I almost forgot I had a blog post due today (thanks, Carla, for the reminder!). When I checked my iPhone and saw the message, I was at a Ricky Skaggs concert. Now, that may seem odd, but I have to say that I love live music and I'll try anything once (most anything). So, when my parents wanted my hubby and I to go along to this concert that featured bluegrass music, we said sure.
And it was fabulous. Ricky Skaggs has won 14 Grammy Awards. There's a reason for it. Even if you don't care for bluegrass, it's an incredibly complex music to play. And it takes practice. Tons and tons of practice.
Yet this man, and his band Kentucky Thunder, made it look so easy. Their fingers flew on those instruments, making things happen that was just incredible to hear and brought the audience to cheers more than once. Incredible stuff.
We left the theater amazed at how fast their fingers moved, and how smooth the music was. And since I knew I had a blog post to write, I started thinking about practice, hard work, and dedication. (And, in the case of those fingers, muscle memory.)

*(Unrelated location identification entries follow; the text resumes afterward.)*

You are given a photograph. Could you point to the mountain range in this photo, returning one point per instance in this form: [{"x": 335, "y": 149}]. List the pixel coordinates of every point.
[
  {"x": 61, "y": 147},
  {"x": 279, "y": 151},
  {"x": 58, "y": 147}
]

That's what it takes to play damn good bluegrass, and that's what it takes to write a damn good book. Those men made it look easy, and I think that's what a good writer does too. But it's not easy. The work, the sweat, the blood, the tears -- it's all in there. You don't see it on the stage, but it's there.
So when you're feeling the despair of rewriting a scene or chapter or book for the fifth time, remember that you're working on that muscle memory, that the more you write and revise, the better you'll get. Writing is a muscle and it must be exercised. No words are wasted, even when you're crying and wailing and thinking you suck worse than any writer has ever sucked before (believe me, I feel that at least once in every book!).

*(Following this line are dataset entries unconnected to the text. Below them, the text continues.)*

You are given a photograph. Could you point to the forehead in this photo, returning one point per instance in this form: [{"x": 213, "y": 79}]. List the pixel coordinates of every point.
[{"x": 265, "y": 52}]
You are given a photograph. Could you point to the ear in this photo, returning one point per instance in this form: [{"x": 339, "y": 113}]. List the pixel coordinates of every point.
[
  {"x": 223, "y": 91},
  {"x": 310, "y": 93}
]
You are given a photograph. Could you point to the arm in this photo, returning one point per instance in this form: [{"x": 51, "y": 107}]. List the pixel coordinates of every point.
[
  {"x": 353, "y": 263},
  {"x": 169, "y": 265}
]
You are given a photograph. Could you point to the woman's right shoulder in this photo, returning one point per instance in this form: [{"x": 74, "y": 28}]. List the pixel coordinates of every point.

Because one day it's going to be you on that stage and you'll be thankful you practiced so hard and long, that your muscles are ready for the experience. You gotta pay your dues to make it look easy. Ricky Skaggs and Kentucky Thunder were a beautiful example of that.
So keep writing. Don't give up. Me, I've got revisions to finish. It's the practice I need to make it seem effortless when the reader is reading.
Are you working that muscle memory today?